F it. No point feeling f up. Glad I put her picture as desktop background. Always feel better seeing that sweet smile. =) Discovering another aspect of love. Actually not, it's always that part that I've been looking for. The mental and spiritual part of love. When you desire for a person, you're looking for the physical part of love, or more of the natural instinct that's been going on for zeons of years. I juz needed someone to occupy my mind, juz don't let my mind fail me in tough times. Simple things like the 15km run, I like to imagine that 'she' is running beside me so that I don't give up halfway or out in the jungle fighting and knowing that it's all worth it for the safety and security of that person.

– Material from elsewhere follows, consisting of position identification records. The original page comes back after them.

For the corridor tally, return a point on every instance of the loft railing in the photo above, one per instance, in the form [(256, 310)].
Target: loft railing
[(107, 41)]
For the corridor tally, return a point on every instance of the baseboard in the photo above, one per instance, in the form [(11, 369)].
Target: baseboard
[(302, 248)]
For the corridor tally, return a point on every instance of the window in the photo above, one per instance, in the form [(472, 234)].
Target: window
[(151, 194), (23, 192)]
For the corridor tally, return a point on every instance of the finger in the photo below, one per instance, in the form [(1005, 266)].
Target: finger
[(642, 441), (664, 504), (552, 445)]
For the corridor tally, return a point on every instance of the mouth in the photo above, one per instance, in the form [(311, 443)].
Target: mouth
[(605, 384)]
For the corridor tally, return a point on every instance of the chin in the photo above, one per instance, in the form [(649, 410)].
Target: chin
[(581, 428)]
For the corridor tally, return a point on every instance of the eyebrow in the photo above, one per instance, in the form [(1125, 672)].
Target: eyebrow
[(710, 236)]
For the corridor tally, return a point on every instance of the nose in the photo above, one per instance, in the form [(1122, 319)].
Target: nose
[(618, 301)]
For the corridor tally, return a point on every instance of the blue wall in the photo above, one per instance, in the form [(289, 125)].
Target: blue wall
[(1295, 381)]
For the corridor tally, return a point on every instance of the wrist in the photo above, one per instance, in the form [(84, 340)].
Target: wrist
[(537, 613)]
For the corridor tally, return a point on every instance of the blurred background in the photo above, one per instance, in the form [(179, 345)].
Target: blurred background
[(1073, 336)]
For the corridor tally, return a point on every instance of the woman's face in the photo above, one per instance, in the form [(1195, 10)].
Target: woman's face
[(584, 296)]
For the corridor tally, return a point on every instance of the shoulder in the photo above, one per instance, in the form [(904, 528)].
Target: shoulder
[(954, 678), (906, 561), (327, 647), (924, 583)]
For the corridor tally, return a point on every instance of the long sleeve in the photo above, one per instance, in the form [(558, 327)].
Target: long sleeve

Maybe having too much uncertainty and doubts in the reality of love are some things that I've tasted and gotten tired of. Can say I'm hum but I think that I've grown up more? Don't really wanna jump into anything or like in the past, give everything that I've got and leave no road to retreat coz I naively thought there's no need. Realise that I really prefer to juz be a good friend to the female counterparts. Haha, don't wanna boast but I do still provide valuable insights and advices to problems of the heart. hAhaha. Sometimes, it's better to help from the outside than to jump in and get involved. Well, that is if you know what that sentence means. =) Feel free to call me up for coffee to have a small talk. No fees needed. I'm learning to listen too. Mutual benefits. =)

9:02 PM

Sunday, August 13, 2006

Been really tired for the past week. Can't imagine that I slept 15 hrs ++ from last night after I came home from camp. Woh... Been helping out in the National Camp Visit where all the uniform groups are stayin at SISpec there and visiting the army place, one of which is the Survival Village that I'm helping in. Lasted from Thurs to Sat. Yea. Quite enriching eh, my station is collection of water. Haha, somewhat sharing with them the knowledge and experience is somewhat enjoyable. Some of them shared with me their methods too, not to mention that there are foreign cadets who might in fact, be more pro than me. Haha. Managed to catch a glimpse of a few good looking gals but, they're too young for my age. I'm an old man. =S Had fun looking at the crowd going "EEEwwwwwww" and "AHHHHHHHHHH" when one of the instructors is conducting killing and skinning of live animals. Haha. Somewhat I'm used to seeing that blood. =O

Haha...was kinda surprised when I saw fuji girl on my way home last night. Didn't know she work on sat too. Think I need to update my info liaox. It's really been weeks that I've last saw her. Hah...must be that I've been working hard lately. Lol. She still looks as sweet as ever. Haha. =D

3:09 PM

Friday, August 04, 2006

Gonna be bz for the rest of this year. 1 officer from scouts side is gonna ORD soon and so, I'll take over his team till the new officer comes in. The rest of the work year schedule is out and yup, having lots of times where I have to attend to 2 different in camps at 2 different places in the same time frame. Humm...will my pay double also? Hope so but continue dreaming loh. Haha...maybe I'm juz too dispensible that I get kicked around like a soccer ball? Lol. Don't care liao...juz wait for 070207.

Played bball with some of my colleagues juz now. Kinda frustrating when I lost 2 games and won 1 of the 1 v 2 matches. My offensive skills sux big time. Juz seems like when I don't get close to the low post my scoring ability drop to the minimum. My set shot, jump shot all mid to long range shots are too inconsistant. Even when I penetrate, the lay-ups are missing like f. I juz need to up the offensive side. Need more practice. Starting from tml.

Sometimes doesn't feel right for the past week. Juz feeling a bit...funny. Sometimes wrong in me but I don't know what. When I do work, juz feel damn sian (a different kind of the normal sian) even though I'll still complete it. During bball, frustrated that even with the desire to win, my body doesn't cooperate (physically and skill wise) with me. I need a source of happiness I guess. Something that I don't have to work for result, struggle for success as end state, do for the sake of pleasing others. Something that I know that I, JH, Mr KUANG, ME feels happy doing. Sigh. Missed those carefree life. My wings are tied.